I think you and I would both agree that we would wish, where there is a marriage, that the two people would be able to talk about the situation and work out a solution agreeable to both.

However, given the fact that those alternatives, those best-of-allpossible-worlds, are not always possible, the question becomes if the girl and her parents cannot agree or if the man and his wife cannot agree, who makes the final decision? In my mind that has to be the woman, partially because of the consequences of the pregnancy on her that are not true of any of the other persons and partly because we are in the essence talking about her ability to make a choice.

And so it seems to me that the correct decision, while we wish things could be worked out, is that it must be the ability of the woman to make that decision finally for herself. That is what most of the court decisions have said.

Approximately 10 States have passed regulations that do require spousal consent, and approximately 13 States have passed laws that require parental consent. Several cases have overruled that kind of State requirement.

Coe v. Gerstein, which I cite in my written comments, used two different lines of reasoning. The first was that the court in Roe v. Wade talked about the woman's fundamental right. If it is the woman's right, her right must predominate above those of her parents or above those of the spouse. The second theme is that the court has said that the State does not have the right to veto an abortion in these kinds of situations; therefore, the State cannot delegate that veto authority to someone else, whether it be the parents or the husband.

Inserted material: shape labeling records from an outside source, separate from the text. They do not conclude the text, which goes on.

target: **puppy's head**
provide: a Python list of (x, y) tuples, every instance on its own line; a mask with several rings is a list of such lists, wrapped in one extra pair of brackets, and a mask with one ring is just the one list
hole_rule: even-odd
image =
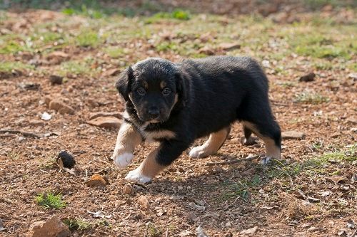
[(182, 73), (173, 63), (151, 58), (129, 67), (120, 75), (116, 88), (131, 101), (143, 122), (162, 122), (178, 102), (184, 105), (186, 88)]

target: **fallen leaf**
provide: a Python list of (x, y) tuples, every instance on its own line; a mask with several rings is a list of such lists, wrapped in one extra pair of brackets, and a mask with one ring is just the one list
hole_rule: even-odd
[(84, 184), (86, 184), (88, 186), (94, 187), (104, 186), (106, 184), (108, 184), (108, 182), (101, 175), (99, 174), (94, 174), (91, 177), (91, 179), (85, 181)]
[(111, 215), (106, 215), (104, 212), (103, 212), (101, 211), (98, 211), (96, 212), (91, 212), (91, 211), (87, 211), (87, 212), (90, 214), (92, 214), (93, 217), (95, 217), (95, 218), (111, 218)]
[(194, 202), (190, 202), (188, 204), (188, 206), (193, 209), (195, 209), (196, 210), (198, 210), (198, 211), (204, 211), (206, 210), (206, 207), (204, 206), (199, 206), (199, 205), (196, 205), (195, 204)]
[(125, 184), (121, 189), (121, 192), (124, 194), (130, 194), (133, 191), (133, 186), (131, 184)]
[(244, 231), (241, 231), (241, 234), (251, 234), (251, 233), (254, 233), (256, 232), (256, 231), (258, 230), (258, 226), (254, 226), (253, 228), (248, 228), (246, 230), (244, 230)]

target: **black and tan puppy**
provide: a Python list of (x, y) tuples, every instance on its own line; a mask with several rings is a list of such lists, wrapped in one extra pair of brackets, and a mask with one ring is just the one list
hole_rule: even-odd
[(264, 142), (263, 163), (280, 158), (281, 131), (269, 105), (268, 79), (250, 58), (217, 56), (181, 63), (148, 58), (126, 69), (116, 88), (126, 111), (114, 163), (126, 167), (142, 141), (160, 142), (128, 174), (128, 181), (151, 181), (198, 137), (209, 135), (189, 156), (215, 154), (236, 121), (242, 122), (246, 139), (253, 132)]

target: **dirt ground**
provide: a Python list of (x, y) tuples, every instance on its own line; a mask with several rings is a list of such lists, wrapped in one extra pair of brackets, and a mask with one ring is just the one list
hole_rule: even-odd
[[(25, 236), (53, 216), (86, 223), (71, 228), (73, 236), (196, 236), (198, 226), (208, 236), (356, 234), (356, 9), (232, 16), (195, 13), (197, 4), (191, 13), (134, 17), (83, 7), (0, 11), (0, 236)], [(123, 112), (116, 77), (139, 60), (210, 55), (257, 58), (282, 130), (303, 136), (284, 139), (283, 160), (267, 167), (224, 164), (264, 152), (260, 140), (242, 145), (236, 124), (216, 155), (184, 153), (151, 184), (124, 194), (126, 174), (156, 144), (140, 145), (119, 170), (110, 160), (118, 129), (89, 125), (91, 114)], [(299, 80), (310, 73), (311, 81)], [(63, 83), (51, 83), (51, 75)], [(69, 110), (51, 107), (54, 100)], [(44, 112), (51, 119), (41, 119)], [(74, 173), (56, 164), (61, 150), (74, 155)], [(108, 184), (86, 185), (94, 174)], [(60, 194), (65, 206), (39, 205), (36, 197), (48, 192)], [(99, 211), (107, 216), (88, 212)]]

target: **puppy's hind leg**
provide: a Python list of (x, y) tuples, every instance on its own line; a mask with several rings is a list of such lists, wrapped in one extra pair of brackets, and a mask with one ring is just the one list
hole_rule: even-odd
[(281, 133), (280, 127), (276, 121), (269, 120), (268, 122), (265, 122), (264, 123), (243, 122), (244, 126), (248, 127), (264, 142), (266, 154), (266, 157), (261, 161), (263, 164), (268, 163), (271, 158), (281, 159)]
[(228, 126), (210, 134), (208, 139), (203, 145), (192, 148), (188, 155), (192, 158), (203, 158), (216, 154), (223, 144), (230, 131), (231, 126)]

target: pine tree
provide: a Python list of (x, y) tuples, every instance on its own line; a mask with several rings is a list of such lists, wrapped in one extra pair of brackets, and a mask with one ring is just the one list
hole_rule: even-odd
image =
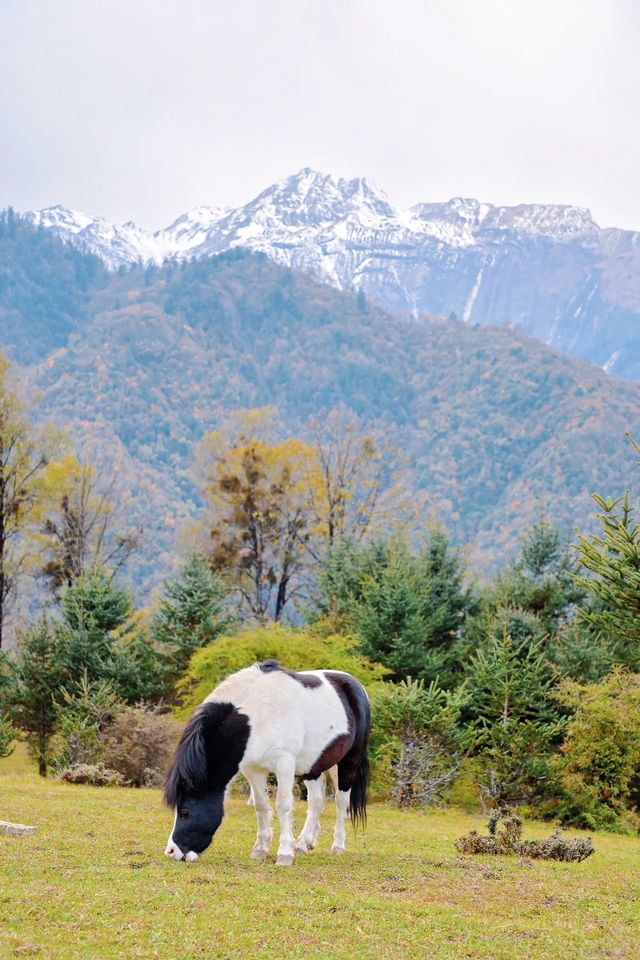
[(167, 580), (151, 620), (151, 636), (170, 660), (168, 675), (177, 679), (194, 650), (213, 643), (231, 624), (228, 591), (204, 557), (192, 554), (179, 576)]
[(581, 618), (611, 645), (617, 662), (639, 671), (640, 525), (628, 493), (594, 500), (602, 511), (602, 532), (579, 539), (580, 562), (591, 576), (578, 582), (595, 603), (581, 609)]
[(83, 574), (62, 594), (59, 628), (72, 688), (86, 675), (110, 680), (126, 703), (162, 695), (165, 666), (137, 623), (133, 601), (104, 569)]
[(464, 569), (447, 538), (433, 532), (414, 554), (396, 538), (338, 543), (319, 576), (318, 611), (360, 638), (363, 653), (396, 679), (451, 686), (458, 636), (473, 604)]
[(8, 702), (12, 720), (27, 734), (27, 742), (46, 777), (49, 744), (58, 719), (60, 690), (67, 664), (60, 634), (46, 620), (22, 634), (11, 663)]
[(549, 699), (553, 683), (540, 645), (514, 642), (504, 623), (470, 661), (469, 714), (478, 731), (484, 805), (534, 803), (556, 789), (551, 756), (562, 721)]

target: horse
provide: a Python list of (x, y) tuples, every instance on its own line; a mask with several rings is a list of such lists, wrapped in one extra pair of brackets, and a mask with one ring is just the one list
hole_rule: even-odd
[[(278, 788), (280, 843), (276, 864), (291, 866), (296, 853), (318, 841), (325, 801), (325, 772), (336, 786), (332, 853), (344, 853), (345, 821), (366, 824), (369, 782), (369, 698), (362, 684), (338, 670), (296, 673), (265, 660), (231, 674), (189, 720), (164, 787), (175, 811), (165, 854), (193, 862), (210, 845), (224, 816), (225, 791), (242, 773), (251, 786), (258, 834), (251, 856), (269, 856), (273, 830), (267, 776)], [(308, 812), (293, 834), (293, 787), (302, 776)]]

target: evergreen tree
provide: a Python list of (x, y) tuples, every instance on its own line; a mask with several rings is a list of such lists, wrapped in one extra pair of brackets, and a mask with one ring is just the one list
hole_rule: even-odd
[(395, 538), (338, 543), (320, 571), (318, 612), (355, 631), (363, 653), (396, 679), (439, 677), (451, 686), (459, 631), (472, 604), (462, 564), (439, 531), (417, 554)]
[(581, 608), (581, 619), (609, 644), (614, 660), (640, 671), (640, 525), (627, 493), (594, 500), (602, 532), (579, 539), (580, 562), (591, 575), (578, 582), (595, 603)]
[(504, 624), (471, 659), (469, 715), (483, 804), (535, 803), (557, 789), (551, 757), (562, 721), (549, 699), (553, 683), (539, 645), (514, 642)]
[(176, 579), (167, 580), (150, 629), (170, 660), (171, 680), (184, 672), (194, 650), (213, 643), (230, 626), (227, 603), (224, 582), (198, 554), (186, 560)]
[(110, 680), (126, 703), (155, 700), (164, 689), (164, 664), (136, 622), (133, 602), (104, 569), (83, 574), (62, 594), (64, 645), (71, 689), (87, 677)]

In other words, the State cannot do indirectly what it cannot do directly by giving somebody else that power. Coe is one of the cases from Florida that does hold that you cannot require spousal consent or parental consent.

Dor v. Rampton from Utah is a similar case. Doe v. Doe is a case where a husband sought an injunction against his estranged wife to prevent her from having an abortion, and the court would not order the injunction. The court went on to say that it, as a court, would not order someone to do what was necessary to conceive or to avoid conception; therefore the court would not order one person to do something to make the other happy. The court did not feel that it could order an injunction to prevent the wife from having an abortion to please the husband.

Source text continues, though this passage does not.